Leap into advanced cloud-based system doubles in single year, though big costs and complications still leave larger institutions on the sidelines

June 14, 2022
Athens, Georgia - August 27, 2021 Students walking on campus at the University of Georgia. As of the beginning of the Fall semester, the university was recommending but had not mandated the wearing of masks or vaccinations against COVID-19.
Source: iStock

US campuses last year doubled their jump into modernised online student services platforms, signalling a belated embrace of an essential change delayed by Covid and cost anxieties, an industry analysis has found.

Years after the technology started spreading in other industries, at least 131 institutions took the leap in 2021 into modern cloud-based systems that fundamentally end reliance on paper-based forms or their relatively crude online replications, up from only 66 in 2020, the technology research firm Tambellini Group reported.

Such transformations appear inevitable in US higher education, said the organisation’s chief executive, Vicki Tambellini, because students have become accustomed in their lives to simple on-demand online interfaces, usually using their phones, that work reliably and at all hours.

Yet the decision to move ahead remains a major hurdle for most universities, Ms Tambellini said, because initial implementation costs can run from $5 million (£4 million) to $10 million for mid-sized institutions, and far more at larger campuses, with those numbers quickly multiplying in subsequent years.

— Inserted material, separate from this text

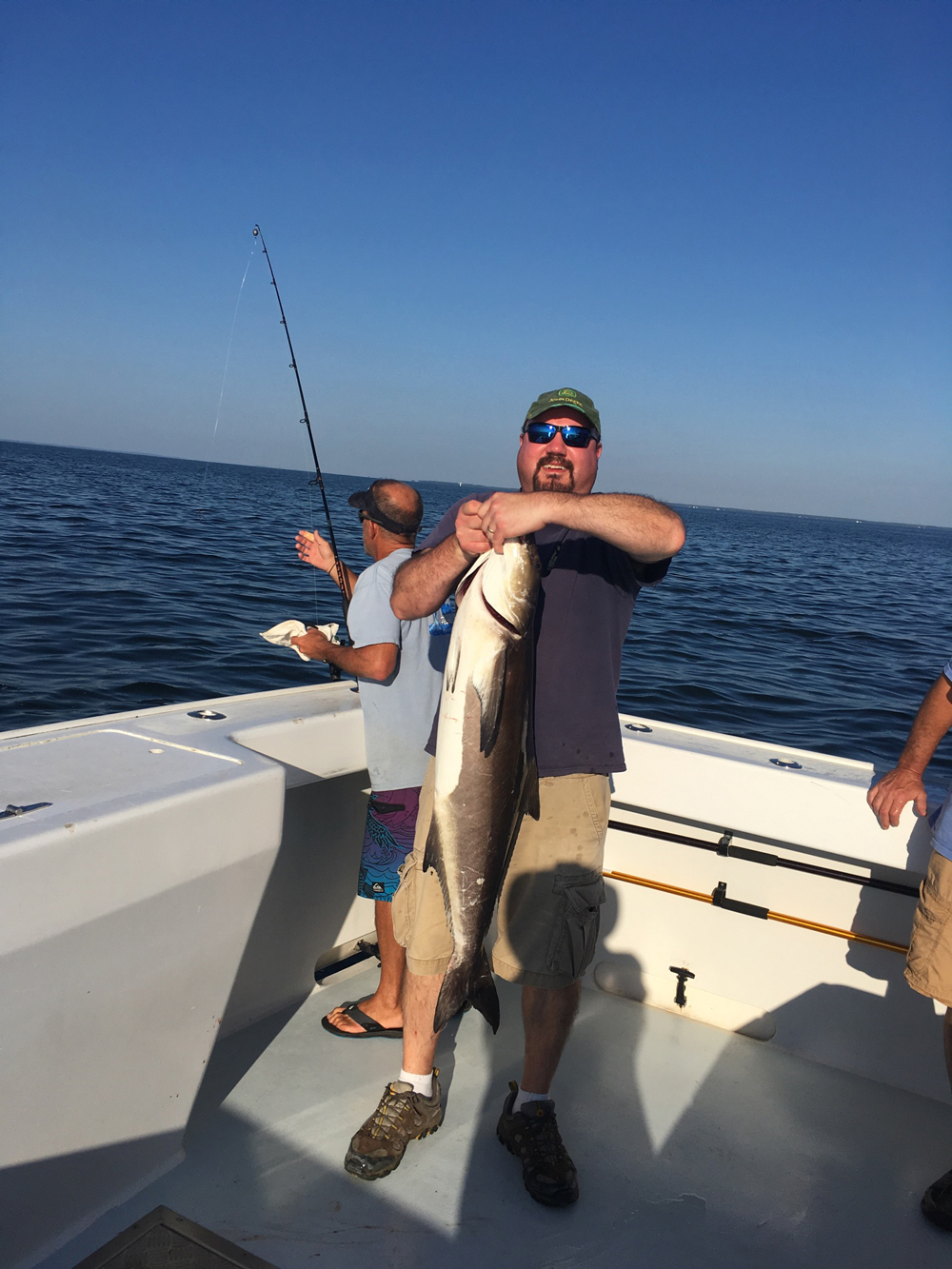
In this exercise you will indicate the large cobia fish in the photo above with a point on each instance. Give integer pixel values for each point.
(486, 773)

In addition, she said, once institutions start down the pathway of adopting advanced cloud integration to help their students sort out, choose, register and organise their class choices, many other aspects of campus operations – in such areas as human resources and finances – quickly get folded into an even bigger-stakes decision.

Few bigger campuses are yet taking that big leap, Ms Tambellini said. But rising labour costs and a growing comfort with the technology – along with, in many instances, federal pandemic relief money – now appear to have put decisive pressure on many smaller campus leaders, she said.

“When it was brand new to the market, colleges and universities were afraid, and nobody wanted to be first,” Ms Tambellini said. Now, she said, “the business transformation for most institutions is not optional because people are becoming a scarce resource”.

The Tambellini Group said it based its analysis on interviews and proprietary data from more than 3,600 US colleges and universities.

The 131 institutions that signed contracts last year for new student-facing systems were mostly smaller campuses, and will spend only about $450 million in total over the coming one to three years, the analysts projected.

Among bigger institutions, one of the most recent cautionary tales is Ohio State University, which late last year pulled back from its implementation with the services company Workday. Ohio State acted after making an estimated initial investment of tens of millions of dollars, citing the unexpectedly heavy “amount of change” it turned out to require.

That and other cases, Ms Tambellini said, reflect the significantly higher complexity of creating systems for major research universities, given their far more complicated mixes of workers and students and activities.

“Until these newer solutions are more mature, it’s going to be difficult for the very large publics to move forward, knowing how much the systems are going to cost them,” she said.